On Friday, the U.S. Labor Department will deliver its monthly employment report, a tour de force of data headlined with the national unemployment rate - 8.3 percent in July, with 12.8 million unemployed, and even more underemployed, discouraged, and desperate.

Statistics and government reports aside, what does it actually mean to work? And specifically, what is the meaning of work in Philadelphia?

Those were the questions being addressed Monday as dozens of volunteers and officials gathered under a tent to paint the final canvas sections of a 3,175-square-foot mural to be mounted on the Archworks building near Eighth and Arch Streets.

The mural's title, How We Fish, comes from the proverb "Give a man a fish and you feed him for a day. Teach a man to fish and you feed him for a lifetime."

It would certainly apply in Santiago's case. The last real work he had was an under-the-table job in an auto junkyard. That was two years ago. In between, there was street life, and all that it entails.

"I'm out of it, I'm tired of it, and I don't want to do it anymore," he said, his brush poised in midstroke.

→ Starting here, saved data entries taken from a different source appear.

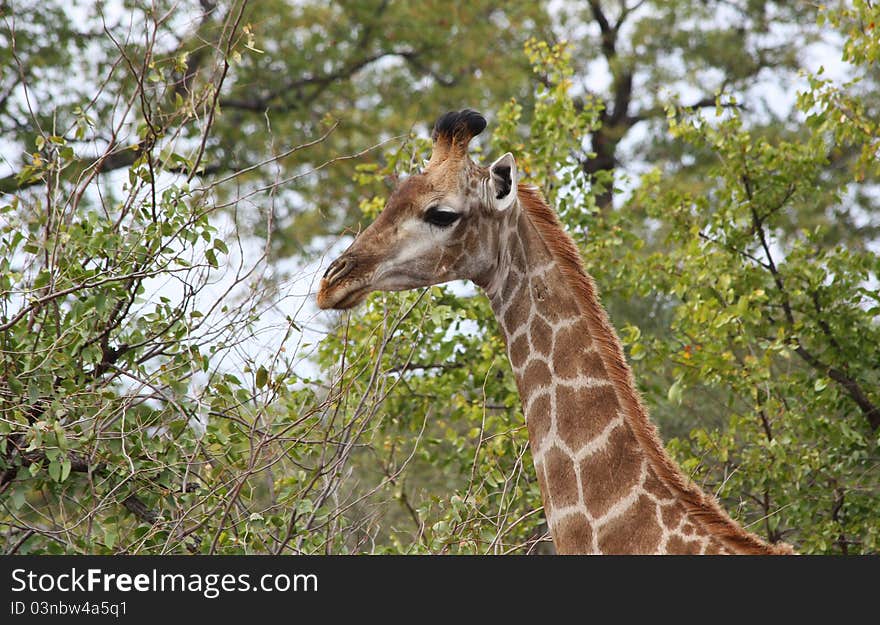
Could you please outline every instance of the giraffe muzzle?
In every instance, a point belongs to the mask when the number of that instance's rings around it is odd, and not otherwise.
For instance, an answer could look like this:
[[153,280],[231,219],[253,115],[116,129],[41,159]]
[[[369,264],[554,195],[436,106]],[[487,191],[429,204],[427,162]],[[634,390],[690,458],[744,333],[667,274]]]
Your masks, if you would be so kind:
[[353,275],[363,264],[352,256],[343,255],[327,267],[318,289],[318,307],[345,310],[357,306],[369,293],[369,280]]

Santiago is pursuing his GED. He dreams of being an auto technician, like his mother, or maybe an artist. "Work is hands-on," he said. "It's focus, a lot of focus."

Monday's event capped a two-year process underwritten by the Citizens Bank Foundation for $200,000.

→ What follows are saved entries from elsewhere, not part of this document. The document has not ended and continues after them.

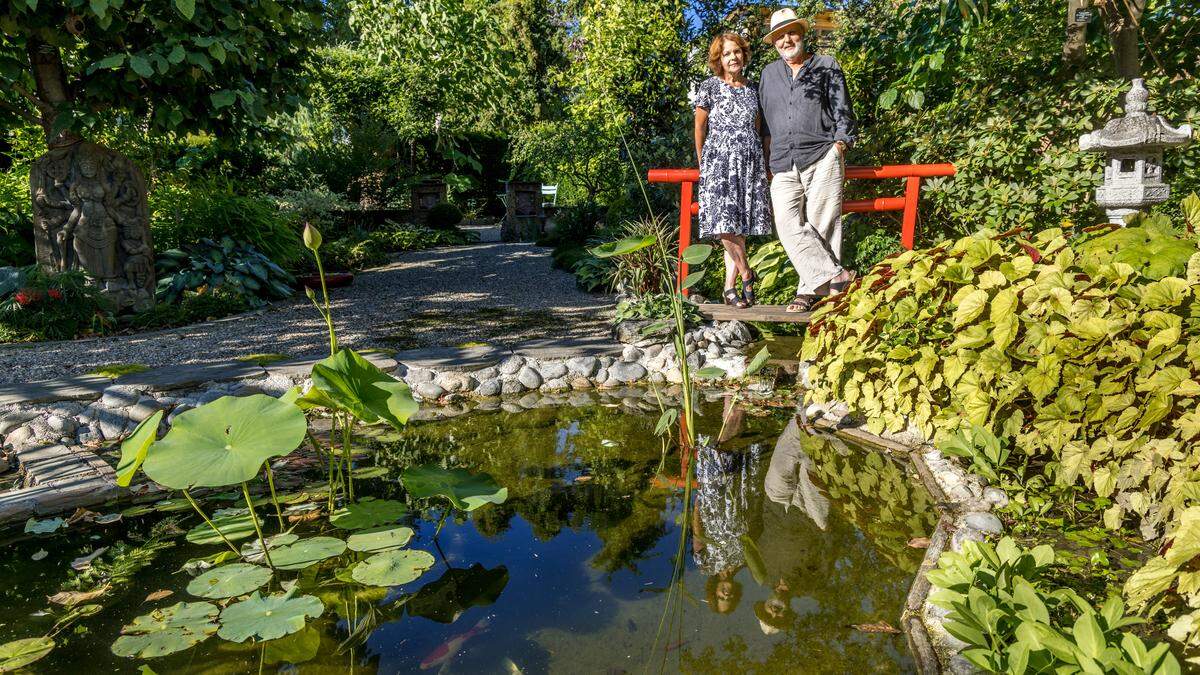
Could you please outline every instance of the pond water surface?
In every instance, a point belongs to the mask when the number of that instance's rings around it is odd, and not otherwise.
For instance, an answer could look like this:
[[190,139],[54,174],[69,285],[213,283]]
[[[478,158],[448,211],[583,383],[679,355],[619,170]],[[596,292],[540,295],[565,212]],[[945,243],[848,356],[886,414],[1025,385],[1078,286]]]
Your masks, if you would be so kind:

Most mural projects begin with a series of meetings to develop the theme and design, and to make the mural meaningful to its community. But unlike most projects, this one focused on an idea, not a neighborhood.

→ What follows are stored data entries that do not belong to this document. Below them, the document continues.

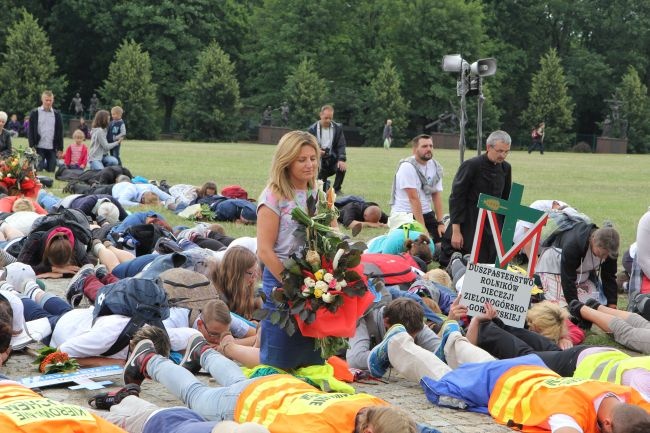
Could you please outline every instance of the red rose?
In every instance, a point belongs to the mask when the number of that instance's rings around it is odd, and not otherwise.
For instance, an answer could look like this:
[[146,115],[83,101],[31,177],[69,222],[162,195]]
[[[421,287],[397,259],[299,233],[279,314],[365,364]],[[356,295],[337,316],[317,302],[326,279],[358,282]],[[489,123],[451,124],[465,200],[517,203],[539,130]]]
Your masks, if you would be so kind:
[[2,183],[5,184],[7,188],[11,188],[16,184],[16,178],[15,177],[5,177],[2,179]]

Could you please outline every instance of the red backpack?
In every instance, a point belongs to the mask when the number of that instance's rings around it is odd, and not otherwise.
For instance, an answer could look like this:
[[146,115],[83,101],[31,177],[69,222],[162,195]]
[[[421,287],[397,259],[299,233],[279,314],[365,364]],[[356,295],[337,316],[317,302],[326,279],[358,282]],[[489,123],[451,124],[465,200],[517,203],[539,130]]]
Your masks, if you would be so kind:
[[228,198],[241,198],[248,200],[248,192],[239,185],[228,185],[223,187],[221,195]]
[[361,254],[361,263],[363,265],[373,264],[378,267],[381,270],[381,274],[374,275],[372,273],[368,277],[383,278],[387,286],[400,284],[410,285],[417,278],[417,274],[411,268],[418,269],[418,264],[408,254]]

Over two years, the city Mural Arts Program in cooperation with Social Impact Studios - a Philadelphia arts organization that specializes in the triad of art, policy, and community - talked about work and its meaning at neighborhood meetings, as well as at Graterford Prison.

"I was surprised by how hopeful people were," said Ennis Carter, director of Social Impact Studios. Times were hard, she said, but people seemed optimistic about the possibilities and the redeeming power of work.

Netanel Portier, project manager for the mural project, found herself particularly moved by the meeting at the offices of Congreso, a social-services organization for Latinos in North Philadelphia. There, she said, participants talked about how the many textile factories in their neighborhoods once kept people employed. Those jobs are mostly gone.

"People could just go down the street and get a job," Portier said. "If they didn't like one job, they could go get another one.

"They had so many stories to share about the importance of work in their community, and, if there's no work, how it affects the fabric of the community."

In the mural, an ocean of blue fabric machine-stitched by a pair of hands of indiscriminate hue forms the lower edge. The image signifies that work is a fabric that unites all, and it gives more than a nod to Philadelphia's once-important role in textile manufacturing.

Mural artist Eric Okdeh attended most of the meetings, and his design incorporates quotations from attendees. The mural is divided into four vertical sections, each for a type of work that dominated the economy over time. Images evoke agriculture, manufacturing, the service economy, and, finally, the future of work, symbolized by a circuit board.

The mural also incorporates stained glass, a salute to Philadelphia's important role in stained-glass production.

The images were all translated into 128 cloth panels five feet square, most of them painted at an indoor workshop. Only the last 16 or so were reserved for Monday's exercise.

Some glass mosaic work is already mounted, and the painted panels will go up on the wall starting next week and through September.

The mural's position on the Archworks building is significant because the building now houses the Children's Village. The day-care center was founded by labor unions in the 1970s to care for the children of textile workers employed in nearby factories.

Recent graduate Nathan Hazlett, 5, of Haddonfield, and his family dropped by to paint. Judging from his hands, Nathan worked on the blue part.

"I want to be an engineer," he said when asked about his work plans. "I like to build things."